Can anyone recommend to me any techniques on how to get rid of reverb on an audio recording (interview voices speaking)? What is the best plug-in out there that can help with the task?


----------



## Udo (Oct 2, 2015)

www.zynaptiq.com/unveil/


----------



## alanb (Oct 2, 2015)

iZotope RX4 Advanced does that, as well as perform myriad forms of incredible/unbelievable audio magic.....


----------



## Anders Wall (Oct 3, 2015)

And I find
https://www.plugin-alliance.com/en/products/spl_de-verb.html
to be easier and faster to work with.
(have RX, only tried a demo of unveil...)

Best,
Anders


----------



## Guy Rowland (Oct 3, 2015)

Just to add that in RX5, de-reverb is also available in standard RX.


----------



## Udo (Oct 3, 2015)

Some comments about UNVEIL. Although the poster's current requirements are rather basic, some of UNVEIL's unique features (at least at the time I bought it) are worth mentioning.

What attracted me is that it allows you to make very subtle changes in reverb characteristics and signal focusing. Very useful when attempting to keep as much as possible of the original ambiance when you're blending instruments and sections with different "baked-in" reverbs (there's of course some work involved ).


----------



## wst3 (Oct 3, 2015)

I own SPL Transient Designer and Zynaptiq Unveil... DeVerb is a reduced feature version of Transient Designer, and for some tasks it is sufficient. But it is not always up to the task. Even the full version of Transient Designer can't really reduce reverberation, what it can do is sharpen attacks, which can be a great facsimile thereof.

Unveil is friggin voodoo! It can work miracles, but it is not the easiest plugin to learn or use. If you go that route set aside a few hours to just horse around with it as you figure out what the various controls do.

Izotope RX falls somewhere in between. It can do a lot, and if I ever get involved in cleaning up recordings again it will be my first purchase. It is easier to use than Unveil, but it won't work as well on really complex material.
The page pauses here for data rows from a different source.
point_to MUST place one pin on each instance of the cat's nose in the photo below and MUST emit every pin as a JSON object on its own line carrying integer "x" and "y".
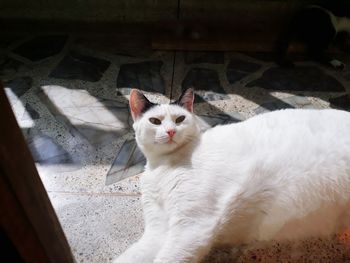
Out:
{"x": 171, "y": 132}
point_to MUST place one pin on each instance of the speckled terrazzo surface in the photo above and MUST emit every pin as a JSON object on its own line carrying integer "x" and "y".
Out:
{"x": 70, "y": 96}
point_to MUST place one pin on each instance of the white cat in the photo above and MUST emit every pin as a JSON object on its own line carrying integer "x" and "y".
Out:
{"x": 279, "y": 175}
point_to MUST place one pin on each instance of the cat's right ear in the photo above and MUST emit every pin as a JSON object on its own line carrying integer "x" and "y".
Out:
{"x": 186, "y": 99}
{"x": 138, "y": 103}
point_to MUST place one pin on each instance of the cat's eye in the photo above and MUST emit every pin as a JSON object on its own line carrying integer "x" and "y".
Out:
{"x": 155, "y": 121}
{"x": 180, "y": 119}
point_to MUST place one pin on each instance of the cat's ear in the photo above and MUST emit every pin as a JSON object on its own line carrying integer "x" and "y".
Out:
{"x": 186, "y": 99}
{"x": 138, "y": 103}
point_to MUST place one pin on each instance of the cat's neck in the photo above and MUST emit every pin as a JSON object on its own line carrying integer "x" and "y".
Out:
{"x": 343, "y": 24}
{"x": 177, "y": 157}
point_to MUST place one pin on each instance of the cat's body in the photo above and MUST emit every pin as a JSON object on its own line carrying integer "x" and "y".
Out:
{"x": 317, "y": 27}
{"x": 280, "y": 175}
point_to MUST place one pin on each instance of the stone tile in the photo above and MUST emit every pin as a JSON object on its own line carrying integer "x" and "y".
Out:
{"x": 46, "y": 151}
{"x": 204, "y": 57}
{"x": 95, "y": 120}
{"x": 145, "y": 76}
{"x": 30, "y": 113}
{"x": 206, "y": 83}
{"x": 81, "y": 67}
{"x": 303, "y": 78}
{"x": 238, "y": 69}
{"x": 98, "y": 227}
{"x": 129, "y": 162}
{"x": 15, "y": 88}
{"x": 221, "y": 119}
{"x": 285, "y": 103}
{"x": 342, "y": 102}
{"x": 41, "y": 47}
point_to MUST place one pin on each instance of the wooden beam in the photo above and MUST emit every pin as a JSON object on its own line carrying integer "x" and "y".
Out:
{"x": 27, "y": 215}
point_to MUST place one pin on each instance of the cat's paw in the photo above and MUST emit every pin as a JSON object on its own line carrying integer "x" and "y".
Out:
{"x": 336, "y": 64}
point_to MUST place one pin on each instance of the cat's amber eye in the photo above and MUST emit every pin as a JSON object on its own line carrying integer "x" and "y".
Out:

I haven't heard your recording, so I'm at a bit of a loss. I'd probably download the demo versions of RX and Unveil and give them a spin.


----------



## SuperD (Oct 3, 2015)

wst3 said:


> I own SPL Transient Designer and Zynaptiq Unveil... DeVerb is a reduced feature version of Transient Designer, and for some tasks it is sufficient. But it is not always up to the task. Even the full version of Transient Designer can't really reduce reverberation, what it can do is sharpen attacks, which can be a great facsimile thereof.
> 
> Unveil is friggin voodoo! It can work miracles, but it is not the easiest plugin to learn or use. If you go that route set aside a few hours to just horse around with it as you figure out what the various controls do.
> 
> ...


Excellent insight, thank you!


----------



## Hannes_F (Oct 3, 2015)

An alternative perhaps: https://acondigital.com/products/deverberate/
The problem with most that I tested is that they get bumpy or chirpy on some point. However I never compared to Unveil because I wanted to spare that demo for the time when I should really need the plugin.


----------



## rayinstirling (Oct 4, 2015)

Guy Rowland said:


> Just to add that in RX5, de-reverb is also available in standard RX.
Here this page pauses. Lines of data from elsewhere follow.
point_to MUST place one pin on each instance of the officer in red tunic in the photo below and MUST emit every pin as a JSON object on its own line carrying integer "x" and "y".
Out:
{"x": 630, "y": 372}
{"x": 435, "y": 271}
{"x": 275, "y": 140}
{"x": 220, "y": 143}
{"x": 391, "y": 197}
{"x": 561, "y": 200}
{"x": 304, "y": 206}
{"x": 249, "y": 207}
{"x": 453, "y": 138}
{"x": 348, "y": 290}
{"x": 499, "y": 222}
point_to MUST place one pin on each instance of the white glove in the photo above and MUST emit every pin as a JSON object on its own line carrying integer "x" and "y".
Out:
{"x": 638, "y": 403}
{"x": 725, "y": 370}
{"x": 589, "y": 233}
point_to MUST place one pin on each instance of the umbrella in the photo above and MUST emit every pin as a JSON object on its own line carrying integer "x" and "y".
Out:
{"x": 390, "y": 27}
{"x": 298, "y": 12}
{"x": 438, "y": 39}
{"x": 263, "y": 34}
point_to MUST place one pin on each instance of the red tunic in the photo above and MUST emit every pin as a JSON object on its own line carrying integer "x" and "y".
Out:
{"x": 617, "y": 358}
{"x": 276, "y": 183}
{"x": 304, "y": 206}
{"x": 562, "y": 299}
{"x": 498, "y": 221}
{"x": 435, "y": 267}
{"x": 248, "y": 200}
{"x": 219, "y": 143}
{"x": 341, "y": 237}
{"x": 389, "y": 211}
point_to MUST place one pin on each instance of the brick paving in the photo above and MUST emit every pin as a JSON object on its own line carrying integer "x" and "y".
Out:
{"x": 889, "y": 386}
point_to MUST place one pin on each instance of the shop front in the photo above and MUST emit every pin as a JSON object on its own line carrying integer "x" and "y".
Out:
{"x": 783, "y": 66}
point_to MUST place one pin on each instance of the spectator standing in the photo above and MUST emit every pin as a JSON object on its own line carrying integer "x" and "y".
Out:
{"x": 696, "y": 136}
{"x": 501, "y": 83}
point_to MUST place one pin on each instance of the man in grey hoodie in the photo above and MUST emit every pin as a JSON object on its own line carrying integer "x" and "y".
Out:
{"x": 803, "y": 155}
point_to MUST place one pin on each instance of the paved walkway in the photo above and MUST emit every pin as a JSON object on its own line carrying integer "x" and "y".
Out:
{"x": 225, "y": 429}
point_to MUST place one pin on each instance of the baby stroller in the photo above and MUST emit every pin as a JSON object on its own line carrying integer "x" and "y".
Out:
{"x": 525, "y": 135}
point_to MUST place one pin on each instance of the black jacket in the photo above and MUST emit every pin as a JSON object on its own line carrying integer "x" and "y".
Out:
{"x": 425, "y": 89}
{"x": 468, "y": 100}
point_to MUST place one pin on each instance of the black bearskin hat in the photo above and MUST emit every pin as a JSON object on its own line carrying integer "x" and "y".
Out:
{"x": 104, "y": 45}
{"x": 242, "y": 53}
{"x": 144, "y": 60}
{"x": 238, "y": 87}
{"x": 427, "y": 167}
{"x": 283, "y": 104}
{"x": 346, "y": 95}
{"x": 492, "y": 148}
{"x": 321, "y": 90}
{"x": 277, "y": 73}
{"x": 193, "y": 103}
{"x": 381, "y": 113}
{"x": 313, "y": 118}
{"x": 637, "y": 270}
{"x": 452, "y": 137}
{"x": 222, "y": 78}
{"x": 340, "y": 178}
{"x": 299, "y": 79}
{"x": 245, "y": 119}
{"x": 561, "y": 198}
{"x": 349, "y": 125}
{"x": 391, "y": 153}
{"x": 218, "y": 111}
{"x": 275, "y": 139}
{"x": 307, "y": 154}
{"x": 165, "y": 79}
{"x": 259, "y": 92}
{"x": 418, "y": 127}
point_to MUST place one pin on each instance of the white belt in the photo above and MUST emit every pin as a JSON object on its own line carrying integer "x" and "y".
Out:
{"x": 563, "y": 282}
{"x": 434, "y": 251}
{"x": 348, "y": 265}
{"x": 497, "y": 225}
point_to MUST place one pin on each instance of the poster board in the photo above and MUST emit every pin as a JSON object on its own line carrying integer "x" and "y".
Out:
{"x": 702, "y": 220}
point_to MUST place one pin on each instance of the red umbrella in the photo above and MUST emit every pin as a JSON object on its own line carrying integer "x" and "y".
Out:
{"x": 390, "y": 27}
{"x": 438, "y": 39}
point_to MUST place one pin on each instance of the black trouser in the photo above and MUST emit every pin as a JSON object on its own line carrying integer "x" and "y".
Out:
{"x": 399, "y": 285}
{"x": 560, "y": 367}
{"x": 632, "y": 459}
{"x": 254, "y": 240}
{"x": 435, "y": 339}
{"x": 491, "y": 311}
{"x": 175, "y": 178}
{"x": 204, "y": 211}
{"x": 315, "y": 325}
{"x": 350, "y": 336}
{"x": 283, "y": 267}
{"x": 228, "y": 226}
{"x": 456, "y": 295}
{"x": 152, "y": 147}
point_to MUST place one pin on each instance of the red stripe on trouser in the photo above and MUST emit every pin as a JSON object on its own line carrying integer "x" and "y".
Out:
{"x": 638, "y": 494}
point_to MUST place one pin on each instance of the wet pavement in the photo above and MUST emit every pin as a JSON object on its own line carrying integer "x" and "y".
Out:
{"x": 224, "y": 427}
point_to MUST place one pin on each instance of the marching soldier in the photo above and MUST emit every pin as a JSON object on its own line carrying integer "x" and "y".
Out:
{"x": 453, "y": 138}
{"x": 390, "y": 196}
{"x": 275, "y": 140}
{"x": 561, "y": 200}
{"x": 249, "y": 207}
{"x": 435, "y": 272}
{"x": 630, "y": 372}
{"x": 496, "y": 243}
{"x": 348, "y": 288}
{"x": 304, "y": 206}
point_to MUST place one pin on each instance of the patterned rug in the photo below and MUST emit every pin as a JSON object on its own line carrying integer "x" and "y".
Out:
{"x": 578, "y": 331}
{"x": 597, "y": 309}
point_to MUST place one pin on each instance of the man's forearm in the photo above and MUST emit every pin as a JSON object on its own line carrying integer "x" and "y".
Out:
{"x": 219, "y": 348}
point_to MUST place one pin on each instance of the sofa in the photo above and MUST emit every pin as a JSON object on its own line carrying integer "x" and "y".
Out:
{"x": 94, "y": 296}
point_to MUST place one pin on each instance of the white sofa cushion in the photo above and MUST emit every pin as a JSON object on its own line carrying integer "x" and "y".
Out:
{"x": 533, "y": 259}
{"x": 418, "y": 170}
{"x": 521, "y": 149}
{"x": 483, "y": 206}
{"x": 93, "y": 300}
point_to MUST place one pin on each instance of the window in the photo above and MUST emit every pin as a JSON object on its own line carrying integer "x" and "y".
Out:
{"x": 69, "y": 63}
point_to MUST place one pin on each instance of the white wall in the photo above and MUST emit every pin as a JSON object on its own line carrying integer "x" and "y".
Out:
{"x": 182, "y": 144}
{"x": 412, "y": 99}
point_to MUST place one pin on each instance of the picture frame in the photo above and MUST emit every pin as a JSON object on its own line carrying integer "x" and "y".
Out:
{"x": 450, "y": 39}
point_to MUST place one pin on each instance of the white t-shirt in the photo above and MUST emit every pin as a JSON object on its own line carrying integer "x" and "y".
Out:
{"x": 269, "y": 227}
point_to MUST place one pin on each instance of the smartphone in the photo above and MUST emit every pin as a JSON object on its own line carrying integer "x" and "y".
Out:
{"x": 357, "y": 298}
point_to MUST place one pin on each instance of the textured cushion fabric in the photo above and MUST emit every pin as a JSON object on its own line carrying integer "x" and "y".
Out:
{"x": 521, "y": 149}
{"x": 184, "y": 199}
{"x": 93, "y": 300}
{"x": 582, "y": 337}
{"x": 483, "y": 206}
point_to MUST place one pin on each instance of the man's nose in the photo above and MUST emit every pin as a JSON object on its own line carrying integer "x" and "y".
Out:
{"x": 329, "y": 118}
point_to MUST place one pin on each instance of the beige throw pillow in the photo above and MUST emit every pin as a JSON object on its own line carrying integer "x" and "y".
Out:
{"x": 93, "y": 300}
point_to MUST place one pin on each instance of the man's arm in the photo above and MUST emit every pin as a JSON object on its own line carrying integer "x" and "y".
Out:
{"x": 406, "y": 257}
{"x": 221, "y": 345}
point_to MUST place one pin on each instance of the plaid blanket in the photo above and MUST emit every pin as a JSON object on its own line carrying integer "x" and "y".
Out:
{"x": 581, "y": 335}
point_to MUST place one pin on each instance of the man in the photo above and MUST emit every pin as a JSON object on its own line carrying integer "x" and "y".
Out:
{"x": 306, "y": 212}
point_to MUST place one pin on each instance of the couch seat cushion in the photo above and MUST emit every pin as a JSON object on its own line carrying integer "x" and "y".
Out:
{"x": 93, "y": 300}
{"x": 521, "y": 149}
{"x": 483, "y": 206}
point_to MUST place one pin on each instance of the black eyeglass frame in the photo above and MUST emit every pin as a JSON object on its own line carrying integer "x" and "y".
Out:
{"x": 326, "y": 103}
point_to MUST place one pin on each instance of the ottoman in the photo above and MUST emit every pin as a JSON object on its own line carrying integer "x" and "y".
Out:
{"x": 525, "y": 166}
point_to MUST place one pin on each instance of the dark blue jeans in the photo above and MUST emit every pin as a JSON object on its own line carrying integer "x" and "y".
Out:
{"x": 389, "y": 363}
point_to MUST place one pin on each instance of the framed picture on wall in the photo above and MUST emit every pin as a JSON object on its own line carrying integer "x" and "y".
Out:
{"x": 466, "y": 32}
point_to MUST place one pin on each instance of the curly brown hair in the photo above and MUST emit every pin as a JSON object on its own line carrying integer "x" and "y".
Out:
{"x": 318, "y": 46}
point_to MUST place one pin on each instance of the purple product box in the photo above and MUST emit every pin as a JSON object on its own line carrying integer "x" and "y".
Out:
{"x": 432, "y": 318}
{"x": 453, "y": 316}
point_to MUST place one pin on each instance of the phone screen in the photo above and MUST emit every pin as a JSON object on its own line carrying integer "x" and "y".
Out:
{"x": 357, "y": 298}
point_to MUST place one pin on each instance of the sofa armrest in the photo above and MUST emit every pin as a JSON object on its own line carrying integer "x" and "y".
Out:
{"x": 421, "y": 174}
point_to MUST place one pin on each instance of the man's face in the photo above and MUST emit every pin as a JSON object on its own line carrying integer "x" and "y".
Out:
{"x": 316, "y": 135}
I'm waiting in anticipation of extending my palette of toys no no no tools


----------



## Guy Rowland (Oct 4, 2015)

Hannes_F said:


> The problem with most that I tested is that they get bumpy or chirpy on some point.



Yes, this I think will always happen with everything when pushed. It's interesting that another one of Zynaptiq's products in UnChirp, which gets rid of some of this (predictably enough that's not perfect either - but it has worked wonders for me on some stuff). I'm hoping that the algorithms keep improving with each passing year.

I confess I'm turning more to RX than Unveil these days, but find it varies on job to job. I've heard good things about deverberate too - the Pro Tools Expert review is good IIRC. I'm not sure it's better than either of the other main ones, but its at an amazing price right now, take a look at jrrshop.


----------



## synthetic (Oct 11, 2015)

iZotope added this feature to the more affordable RX5 Audio Editor, just released.


----------